Lee Schwartz is a Computational Linguist on the Microsoft Translator team. Today’s guest blog is about getting lost in (machine) translation…
Recently, a user seemed upset with the translation he received for a metal paint can. No wonder. When he translated this into Spanish, he got un metal pintura puede, which means a metal paint is able to. And, what is that supposed to mean? But, then again, what is "meaning" to a machine translation system anyway? Does anything mean anything? Or, is the computer just seeing words in combination in one language and corresponding words in another language? And is it assuming that because one sequence is used in the source language when another is used in the target, one is the translation of another? Even if the machine translation program is just seeing words in combination, wouldn’t it have seen paint can before and know that the can in this context is some kind of container? Then, again, can you be sure that the computer behind the MT program knows anything about paint cans, or has seen those two words in combination? Why do you think it would have? But, giving it the benefit of the doubt, and assuming it knows all about paint cans, or at least has seen the string paint can a lot, how is it supposed to know how to translate a metal paint can? Maybe the computer has seen something like The metal film on one side of the plate… may be obtained by …spraying a metal paint or ….

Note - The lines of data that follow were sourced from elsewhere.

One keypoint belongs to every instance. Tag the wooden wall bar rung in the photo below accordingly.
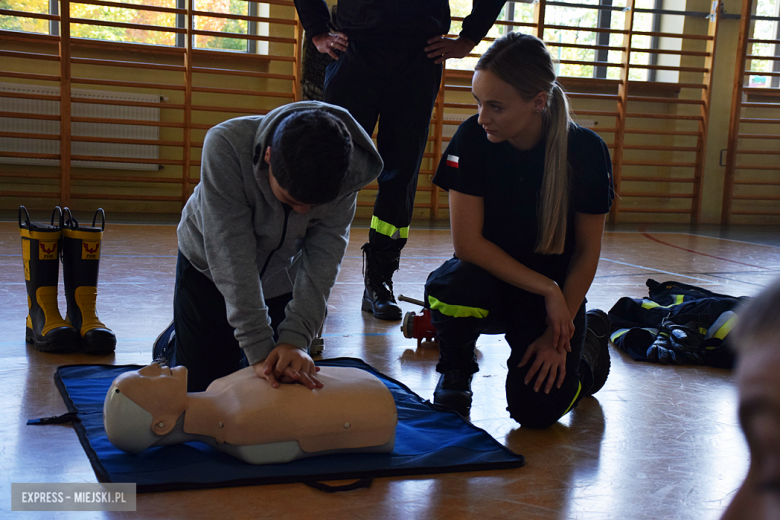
(29, 55)
(29, 175)
(657, 210)
(126, 47)
(14, 36)
(24, 155)
(239, 36)
(671, 52)
(130, 160)
(660, 163)
(131, 84)
(237, 92)
(232, 110)
(245, 73)
(114, 178)
(639, 115)
(757, 167)
(42, 97)
(684, 36)
(757, 197)
(587, 29)
(32, 194)
(106, 196)
(27, 14)
(122, 25)
(647, 99)
(139, 7)
(210, 14)
(135, 122)
(757, 183)
(19, 135)
(661, 132)
(120, 102)
(27, 115)
(116, 140)
(130, 64)
(633, 178)
(661, 148)
(657, 195)
(34, 77)
(757, 213)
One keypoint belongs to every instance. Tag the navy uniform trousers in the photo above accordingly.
(396, 83)
(467, 301)
(205, 341)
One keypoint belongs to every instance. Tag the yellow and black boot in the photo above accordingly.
(80, 266)
(46, 329)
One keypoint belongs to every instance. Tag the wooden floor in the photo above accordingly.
(657, 442)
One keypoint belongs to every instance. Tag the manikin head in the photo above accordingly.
(757, 340)
(143, 405)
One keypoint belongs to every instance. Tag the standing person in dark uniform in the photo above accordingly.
(389, 56)
(528, 192)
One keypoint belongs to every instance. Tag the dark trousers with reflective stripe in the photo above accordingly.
(396, 83)
(519, 315)
(205, 341)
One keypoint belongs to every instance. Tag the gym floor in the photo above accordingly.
(657, 442)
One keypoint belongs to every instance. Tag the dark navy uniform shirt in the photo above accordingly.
(510, 180)
(415, 20)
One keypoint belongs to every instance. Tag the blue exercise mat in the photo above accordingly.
(427, 441)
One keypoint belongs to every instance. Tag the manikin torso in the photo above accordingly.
(242, 415)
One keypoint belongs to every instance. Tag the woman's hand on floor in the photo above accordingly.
(549, 362)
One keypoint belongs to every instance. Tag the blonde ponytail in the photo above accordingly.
(554, 201)
(523, 61)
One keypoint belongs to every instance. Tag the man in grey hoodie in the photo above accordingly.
(261, 241)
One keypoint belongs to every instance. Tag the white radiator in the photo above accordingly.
(39, 126)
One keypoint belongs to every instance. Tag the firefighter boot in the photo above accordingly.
(46, 329)
(453, 391)
(595, 352)
(80, 266)
(378, 269)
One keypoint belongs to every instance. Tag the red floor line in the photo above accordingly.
(646, 235)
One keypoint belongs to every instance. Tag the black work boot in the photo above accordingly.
(165, 347)
(80, 268)
(378, 269)
(41, 244)
(595, 352)
(453, 391)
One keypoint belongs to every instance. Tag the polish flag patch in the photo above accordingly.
(452, 160)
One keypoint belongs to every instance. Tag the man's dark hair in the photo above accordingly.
(310, 155)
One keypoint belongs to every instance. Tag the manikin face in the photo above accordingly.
(503, 112)
(759, 414)
(159, 390)
(280, 193)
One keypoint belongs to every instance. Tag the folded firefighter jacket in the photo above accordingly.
(677, 324)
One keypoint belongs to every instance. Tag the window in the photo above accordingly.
(160, 22)
(586, 37)
(766, 28)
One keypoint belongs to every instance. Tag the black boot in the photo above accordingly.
(453, 392)
(46, 329)
(378, 269)
(80, 267)
(164, 348)
(595, 352)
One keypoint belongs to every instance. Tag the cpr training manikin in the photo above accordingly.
(243, 416)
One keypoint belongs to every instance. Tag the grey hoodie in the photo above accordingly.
(233, 226)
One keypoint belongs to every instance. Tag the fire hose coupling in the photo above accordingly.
(418, 326)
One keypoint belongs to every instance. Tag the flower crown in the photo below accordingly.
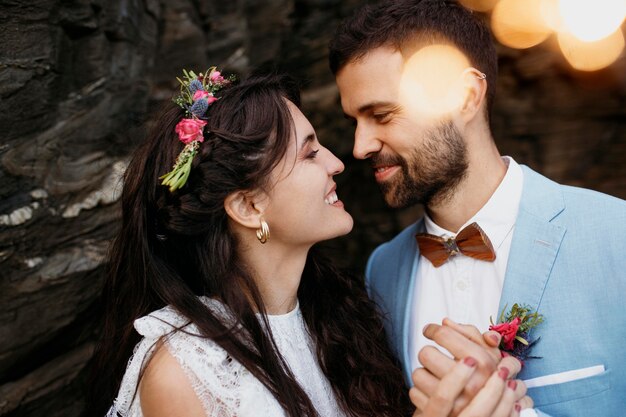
(197, 93)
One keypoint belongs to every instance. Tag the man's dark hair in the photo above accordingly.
(407, 24)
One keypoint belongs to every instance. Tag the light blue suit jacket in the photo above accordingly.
(568, 260)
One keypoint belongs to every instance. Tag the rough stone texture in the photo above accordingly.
(76, 76)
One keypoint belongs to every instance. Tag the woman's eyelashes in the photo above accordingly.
(382, 117)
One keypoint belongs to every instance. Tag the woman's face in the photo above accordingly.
(303, 206)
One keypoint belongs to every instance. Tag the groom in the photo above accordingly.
(561, 250)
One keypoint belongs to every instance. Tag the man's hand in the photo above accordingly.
(462, 341)
(498, 398)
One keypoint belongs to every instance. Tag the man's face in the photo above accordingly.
(418, 156)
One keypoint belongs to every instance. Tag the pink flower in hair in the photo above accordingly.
(216, 77)
(190, 130)
(200, 94)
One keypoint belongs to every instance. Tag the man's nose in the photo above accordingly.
(365, 142)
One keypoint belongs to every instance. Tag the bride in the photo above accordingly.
(213, 288)
(216, 302)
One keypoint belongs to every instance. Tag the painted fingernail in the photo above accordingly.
(469, 361)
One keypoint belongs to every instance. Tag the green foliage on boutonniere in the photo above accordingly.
(514, 326)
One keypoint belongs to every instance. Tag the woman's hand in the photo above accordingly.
(500, 396)
(462, 341)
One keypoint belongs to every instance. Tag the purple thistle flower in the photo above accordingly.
(199, 108)
(194, 86)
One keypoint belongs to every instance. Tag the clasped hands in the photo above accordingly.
(479, 381)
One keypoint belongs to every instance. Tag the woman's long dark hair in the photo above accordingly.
(173, 247)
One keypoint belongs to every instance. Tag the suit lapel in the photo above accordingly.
(536, 242)
(407, 265)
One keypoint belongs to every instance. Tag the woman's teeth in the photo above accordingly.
(332, 199)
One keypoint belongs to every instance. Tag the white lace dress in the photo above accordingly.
(224, 386)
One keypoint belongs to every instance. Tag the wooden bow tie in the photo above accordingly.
(471, 241)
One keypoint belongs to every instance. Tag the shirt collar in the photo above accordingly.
(497, 217)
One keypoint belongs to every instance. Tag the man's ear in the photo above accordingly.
(474, 94)
(245, 208)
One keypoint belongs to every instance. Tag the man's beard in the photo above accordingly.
(431, 174)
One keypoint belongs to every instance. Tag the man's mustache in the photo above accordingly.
(386, 160)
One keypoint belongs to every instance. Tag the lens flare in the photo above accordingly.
(591, 56)
(519, 23)
(431, 83)
(479, 5)
(592, 20)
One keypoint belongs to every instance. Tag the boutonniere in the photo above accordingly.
(514, 327)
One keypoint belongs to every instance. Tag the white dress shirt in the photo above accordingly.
(464, 289)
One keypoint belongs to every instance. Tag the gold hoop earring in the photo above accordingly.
(263, 233)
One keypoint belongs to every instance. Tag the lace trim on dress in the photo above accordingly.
(224, 387)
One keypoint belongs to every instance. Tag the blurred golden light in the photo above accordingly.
(551, 14)
(479, 5)
(431, 83)
(519, 23)
(591, 56)
(592, 20)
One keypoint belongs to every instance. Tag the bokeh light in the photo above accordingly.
(519, 23)
(431, 83)
(591, 56)
(592, 20)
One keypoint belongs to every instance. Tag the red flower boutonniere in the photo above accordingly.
(514, 328)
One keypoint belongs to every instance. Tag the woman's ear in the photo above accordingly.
(245, 208)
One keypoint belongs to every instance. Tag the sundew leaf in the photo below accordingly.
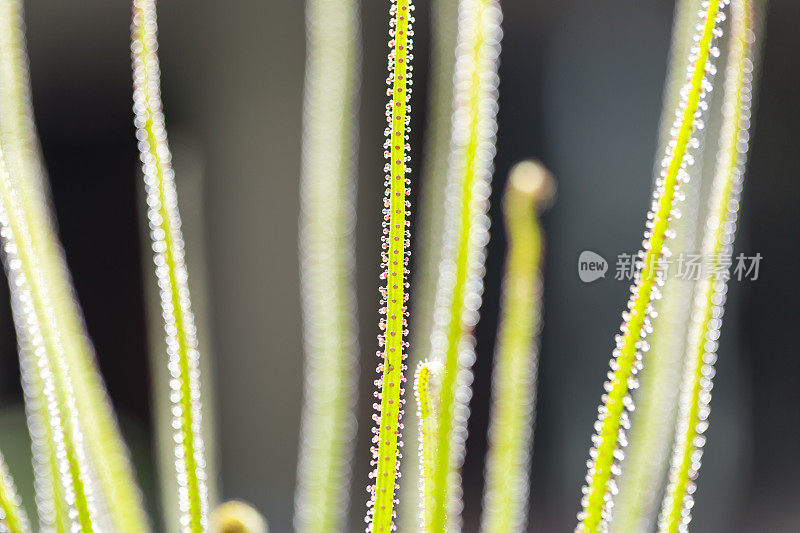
(609, 439)
(460, 284)
(708, 307)
(430, 218)
(37, 323)
(653, 422)
(394, 255)
(170, 268)
(505, 500)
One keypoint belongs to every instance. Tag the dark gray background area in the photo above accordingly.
(581, 86)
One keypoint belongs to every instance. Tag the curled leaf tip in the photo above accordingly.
(237, 517)
(531, 178)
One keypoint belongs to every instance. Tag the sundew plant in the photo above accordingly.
(82, 470)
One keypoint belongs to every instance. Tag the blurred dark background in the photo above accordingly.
(581, 87)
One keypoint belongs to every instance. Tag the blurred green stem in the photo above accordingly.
(111, 471)
(327, 219)
(708, 308)
(505, 503)
(460, 283)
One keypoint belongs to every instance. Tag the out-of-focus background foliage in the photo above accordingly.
(581, 86)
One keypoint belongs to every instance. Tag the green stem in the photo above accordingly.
(181, 342)
(326, 262)
(381, 507)
(505, 503)
(426, 393)
(111, 471)
(460, 283)
(710, 300)
(430, 218)
(37, 323)
(653, 422)
(613, 419)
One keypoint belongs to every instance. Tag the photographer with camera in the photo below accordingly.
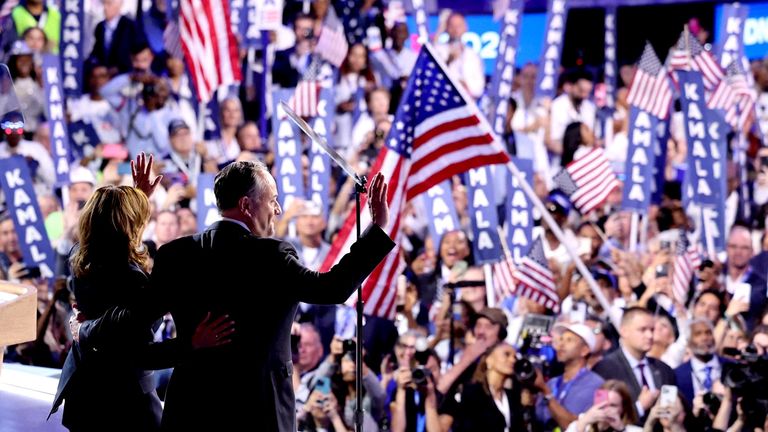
(697, 376)
(290, 64)
(566, 396)
(630, 364)
(414, 408)
(340, 367)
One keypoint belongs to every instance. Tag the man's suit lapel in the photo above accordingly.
(656, 372)
(631, 378)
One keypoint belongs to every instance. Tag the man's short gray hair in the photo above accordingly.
(240, 179)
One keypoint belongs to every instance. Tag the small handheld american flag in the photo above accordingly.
(588, 180)
(686, 260)
(305, 99)
(650, 89)
(689, 54)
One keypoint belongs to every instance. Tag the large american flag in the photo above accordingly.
(689, 54)
(734, 95)
(650, 89)
(307, 95)
(535, 279)
(436, 134)
(332, 43)
(687, 258)
(588, 180)
(209, 46)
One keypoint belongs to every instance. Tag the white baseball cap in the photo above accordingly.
(581, 330)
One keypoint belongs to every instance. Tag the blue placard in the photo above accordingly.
(28, 221)
(609, 71)
(641, 157)
(71, 49)
(660, 157)
(319, 161)
(54, 98)
(501, 82)
(549, 61)
(519, 212)
(251, 33)
(441, 211)
(237, 14)
(288, 151)
(483, 215)
(704, 133)
(754, 29)
(83, 139)
(483, 36)
(207, 212)
(730, 41)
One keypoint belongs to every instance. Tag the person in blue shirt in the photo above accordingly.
(564, 397)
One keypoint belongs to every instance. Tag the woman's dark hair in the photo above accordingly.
(571, 142)
(111, 225)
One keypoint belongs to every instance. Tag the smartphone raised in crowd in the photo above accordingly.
(601, 395)
(323, 385)
(668, 395)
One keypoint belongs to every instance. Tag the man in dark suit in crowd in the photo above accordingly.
(232, 269)
(643, 375)
(114, 38)
(697, 375)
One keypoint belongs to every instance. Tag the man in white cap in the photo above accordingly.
(564, 397)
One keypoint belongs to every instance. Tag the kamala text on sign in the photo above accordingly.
(319, 161)
(483, 215)
(55, 101)
(290, 180)
(27, 218)
(72, 47)
(754, 28)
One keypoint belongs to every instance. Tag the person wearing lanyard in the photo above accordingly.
(564, 397)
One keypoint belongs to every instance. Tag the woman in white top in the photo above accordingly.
(615, 412)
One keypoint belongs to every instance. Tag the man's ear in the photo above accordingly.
(242, 205)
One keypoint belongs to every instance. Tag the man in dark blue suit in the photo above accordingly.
(698, 375)
(114, 38)
(738, 270)
(643, 375)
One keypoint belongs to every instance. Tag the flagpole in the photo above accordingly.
(489, 292)
(633, 228)
(529, 192)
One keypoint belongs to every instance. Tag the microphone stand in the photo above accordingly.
(359, 189)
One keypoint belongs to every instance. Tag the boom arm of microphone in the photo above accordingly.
(359, 181)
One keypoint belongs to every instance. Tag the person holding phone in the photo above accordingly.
(612, 410)
(668, 412)
(322, 410)
(566, 396)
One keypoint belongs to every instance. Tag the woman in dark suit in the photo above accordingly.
(112, 388)
(486, 404)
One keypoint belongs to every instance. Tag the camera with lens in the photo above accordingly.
(309, 33)
(419, 375)
(349, 346)
(747, 377)
(535, 351)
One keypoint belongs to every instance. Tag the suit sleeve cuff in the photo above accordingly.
(640, 410)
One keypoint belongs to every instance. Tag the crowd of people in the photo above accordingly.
(448, 361)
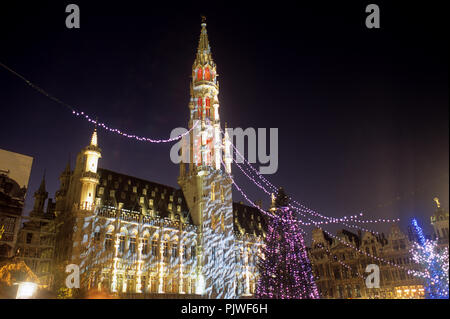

Ah ha! So there really are metal paints. And, if there are metal paints, why can’t a metal paint can be the answer to a metal paint can, can’t it? Well, it is just not likely that when you have the words paint and can in sequence, that can means be able to. But then again it is just not likely that can means anything but be able to. I guess we can say things and think things that are just not likely. I can easily understand what A metal paint can can, can’t it? means. The computer might just think that I inadvertently typed can twice. Certainly, if it learns from real data, say from the Web, it will see can can a lot. Maybe that is why it won’t translate He did the can can correctly. But really, what is English doing with so many types of cans anyway? We can even can worms, but we won’t open that one now.